L4 061 Violin Plots 2 V3


Data Vis L4 C06 V2


Violin Plots

There are a few ways of plotting the relationship between one quantitative and one qualitative variable, that demonstrate the data at different levels of abstraction. The violin plot is on the lower level of abstraction. For each level of the categorical variable, a distribution of the values on the numeric variable is plotted. The distribution is plotted as a kernel density estimate, something like a smoothed histogram. There is an extra section at the end of the previous lesson that provides more insight into kernel density estimates.

Seaborn's violinplot() function can be used to create violin plots.

Example 1. Violin plot for plotting a Quantitative variable (fuel efficiency) versus Qualitative variable (vehicle class)

# Types of sedan cars
sedan_classes = ['Minicompact Cars', 'Subcompact Cars', 'Compact Cars', 'Midsize Cars', 'Large Cars']

# Returns the types for sedan_classes with the categories and orderedness
# Refer - https://pandas.pydata.org/pandas-docs/version/0.23.4/generated/pandas.api.types.CategoricalDtype.html
vclasses = pd.api.types.CategoricalDtype(ordered=True, categories=sedan_classes)

# Use pandas.astype() to convert the "VClass" column from a plain object type into an ordered categorical type 
fuel_econ['VClass'] = fuel_econ['VClass'].astype(vclasses);

sb.violinplot(data=fuel_econ, x='VClass', y='comb');

A violin plot with default arguments in violinplot() function

A violin plot with default arguments in violinplot() function

You can see that each level has been rendered in a different color, like how the plain countplot() was in the previous lesson.
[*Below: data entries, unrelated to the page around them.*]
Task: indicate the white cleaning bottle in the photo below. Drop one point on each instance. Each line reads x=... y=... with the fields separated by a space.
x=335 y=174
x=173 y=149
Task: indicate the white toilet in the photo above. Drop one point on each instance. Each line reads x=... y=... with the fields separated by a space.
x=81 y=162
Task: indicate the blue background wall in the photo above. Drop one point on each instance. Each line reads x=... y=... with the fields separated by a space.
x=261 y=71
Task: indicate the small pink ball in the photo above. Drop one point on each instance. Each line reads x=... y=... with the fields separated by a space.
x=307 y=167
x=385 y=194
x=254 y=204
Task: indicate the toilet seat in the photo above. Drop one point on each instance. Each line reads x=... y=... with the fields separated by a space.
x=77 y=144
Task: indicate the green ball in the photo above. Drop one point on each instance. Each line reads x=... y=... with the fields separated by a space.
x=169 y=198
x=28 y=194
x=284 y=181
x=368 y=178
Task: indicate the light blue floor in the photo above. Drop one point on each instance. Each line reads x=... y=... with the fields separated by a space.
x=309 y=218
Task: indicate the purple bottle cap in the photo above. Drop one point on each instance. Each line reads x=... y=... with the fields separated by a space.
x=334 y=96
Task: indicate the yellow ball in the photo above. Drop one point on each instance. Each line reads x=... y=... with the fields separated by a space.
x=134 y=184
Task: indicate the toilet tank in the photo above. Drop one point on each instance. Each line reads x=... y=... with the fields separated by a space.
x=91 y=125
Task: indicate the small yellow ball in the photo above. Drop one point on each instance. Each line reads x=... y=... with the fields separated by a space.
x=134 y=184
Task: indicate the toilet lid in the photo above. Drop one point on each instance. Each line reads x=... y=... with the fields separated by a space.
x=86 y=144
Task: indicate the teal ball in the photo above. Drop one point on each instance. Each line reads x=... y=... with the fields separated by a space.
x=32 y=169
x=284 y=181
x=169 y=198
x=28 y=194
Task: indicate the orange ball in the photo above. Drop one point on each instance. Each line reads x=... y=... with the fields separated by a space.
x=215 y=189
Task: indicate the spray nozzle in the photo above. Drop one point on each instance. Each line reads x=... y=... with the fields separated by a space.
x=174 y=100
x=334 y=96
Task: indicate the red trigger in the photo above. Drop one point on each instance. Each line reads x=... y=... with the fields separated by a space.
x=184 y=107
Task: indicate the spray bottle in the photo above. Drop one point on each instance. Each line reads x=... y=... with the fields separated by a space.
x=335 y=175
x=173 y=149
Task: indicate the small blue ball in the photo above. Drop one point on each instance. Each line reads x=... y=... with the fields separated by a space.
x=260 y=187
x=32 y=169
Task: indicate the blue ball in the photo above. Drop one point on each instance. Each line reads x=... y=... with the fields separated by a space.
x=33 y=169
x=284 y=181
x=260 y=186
We can set the "color" parameter to make each curve the same color if it is not meaningful.

Inside each curve, there is a black shape with a white dot inside, a miniature box plot. A further discussion of box plots will be performed on the next page. If you'd like to remove the box plot, you can set the inner = None parameter in the violinplot call to simplify the look of the final visualization.

Example 2. Violin plot without datapoints in the violin interior

base_color = sb.color_palette()[0]

# The "inner" argument represents the datapoints in the violin interior. 
# It can take any value from {“box”, “quartile”, “point”, “stick”, None}
# If "box", it draws a miniature boxplot. 
sb.violinplot(data=fuel_econ, x='VClass', y='comb', color=base_color, innner=None)
plt.xticks(rotation=15);

Additional Variation

Much like how the bar chart could be rendered with horizontal bars, the violin plot can also be rendered horizontally. Seaborn is smart enough to make an appropriate inference on which orientation is requested, depending on whether "x" or "y" receives the categorical variable. But if both variables are numeric (e.g., one is discretely-valued) then the "orient" parameter can be used to specify the plot orientation.

sb.violinplot(data=fuel_econ, y='VClass', x='comb', color=base_color, innner=None);